Fu, Wei; Deng, Zi Wei; Wang, Pei; Zhu, Zhen Wang; Pu, Ye; Xie, Zhi Bing; Li, Yong Zhong; Yu, Hong Ying.
Afiliação
  • Fu W; Center for Infectious Diseases, Hunan University of Medicine General Hospital, Huaihua, Hunan, China.
  • Deng ZW; Department of Tuberculosis, The First Affiliated Hospital of Xinxiang Medical University, XinXiang, Henan, China.
  • Wang P; Department of Clinical Pharmacy, Hunan University of Medicine General Hospital, Huaihua, Hunan, China.
  • Zhu ZW; Center for Infectious Diseases, Hunan University of Medicine General Hospital, Huaihua, Hunan, China.
  • Pu Y; Center for Infectious Diseases, Hunan University of Medicine General Hospital, Huaihua, Hunan, China.
  • Xie ZB; Center for Infectious Diseases, Hunan University of Medicine General Hospital, Huaihua, Hunan, China.
  • Li YZ; Center for Infectious Diseases, Hunan University of Medicine General Hospital, Huaihua, Hunan, China.
  • Yu HY; Center for Infectious Diseases, Hunan University of Medicine General Hospital, Huaihua, Hunan, China.
BMC Infect Dis ; 24(1): 533, 2024 May 27.
Article em En | MEDLINE | ID: mdl-38802753
ABSTRACT

BACKGROUND:

Hepatitis B virus (HBV) infection can cause liver failure, while individuals with Acquired Immunodeficiency Virus Disease (AIDS) are highly susceptible to various opportunistic infections, which can occur concurrently. The treatment process is further complicated by the potential occurrence of immune reconstitution inflammatory syndrome (IRIS), which presents significant challenges and contributes to elevated mortality rates.

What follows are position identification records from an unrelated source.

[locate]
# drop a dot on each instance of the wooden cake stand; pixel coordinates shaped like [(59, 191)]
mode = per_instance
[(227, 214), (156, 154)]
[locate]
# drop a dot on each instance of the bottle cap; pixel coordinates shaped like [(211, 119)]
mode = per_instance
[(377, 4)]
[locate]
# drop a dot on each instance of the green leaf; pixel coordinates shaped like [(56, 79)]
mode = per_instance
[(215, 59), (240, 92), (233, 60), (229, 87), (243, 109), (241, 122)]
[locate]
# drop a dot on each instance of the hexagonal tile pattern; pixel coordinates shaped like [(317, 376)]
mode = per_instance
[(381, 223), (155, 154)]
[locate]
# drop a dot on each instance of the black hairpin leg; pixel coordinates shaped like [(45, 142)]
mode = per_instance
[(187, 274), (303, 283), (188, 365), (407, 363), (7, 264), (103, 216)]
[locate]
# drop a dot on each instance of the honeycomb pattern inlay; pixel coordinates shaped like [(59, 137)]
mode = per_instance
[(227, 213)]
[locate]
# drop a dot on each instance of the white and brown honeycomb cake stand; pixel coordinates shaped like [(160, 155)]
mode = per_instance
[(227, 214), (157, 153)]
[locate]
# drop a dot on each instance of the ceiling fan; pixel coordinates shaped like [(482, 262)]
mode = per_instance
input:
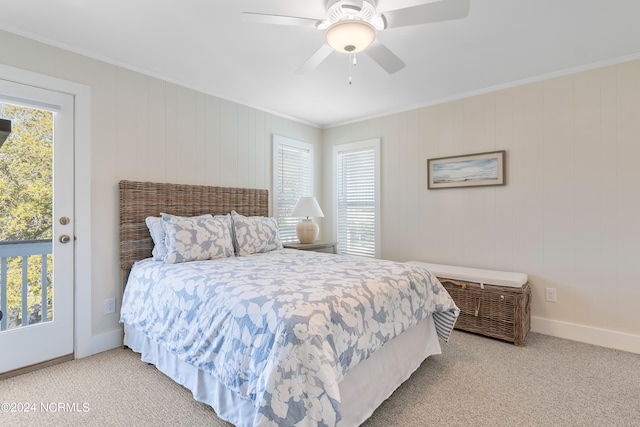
[(351, 26)]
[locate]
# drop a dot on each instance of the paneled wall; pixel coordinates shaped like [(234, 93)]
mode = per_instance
[(143, 128), (568, 216)]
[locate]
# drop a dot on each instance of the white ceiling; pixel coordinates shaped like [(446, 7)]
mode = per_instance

CASE PRESENTATION The 50-year-old male with a history of chronic hepatitis B and untreated human immunodeficiency virus (HIV) infection presented to the hospital with a mild cough and expectoration, revealing multi-drug resistant pulmonary tuberculosis (MDR-PTB), which was confirmed by XpertMTB/RIF PCR testing and tuberculosis culture of bronchoalveolar lavage fluid (BALF). The patient was treated with a regimen consisting of linezolid, moxifloxacin, cycloserine, pyrazinamide, and ethambutol for tuberculosis, as well as a combination of bictegravir/tenofovir alafenamide/emtricitabine (BIC/TAF/FTC) for HBV and HIV viral suppression. After three months of treatment, the patient discontinued all medications, leading to hepatitis B virus reactivation and subsequent liver failure. During the subsequent treatment for AIDS, HBV, and drug-resistant tuberculosis, the patient developed disseminated cryptococcal disease. The patient's condition worsened during treatment with liposomal amphotericin B and fluconazole, which was ultimately attributed to IRIS. Fortunately, the patient achieved successful recovery after appropriate management.

CONCLUSION:

Enhancing medical compliance is crucial for AIDS patients, particularly those co-infected with HBV, to prevent HBV reactivation and subsequent liver failure. Furthermore, conducting a comprehensive assessment of potential infections in patients before resuming antiviral therapy is essential to prevent the occurrence of IRIS. Early intervention plays a pivotal role in improving survival rates.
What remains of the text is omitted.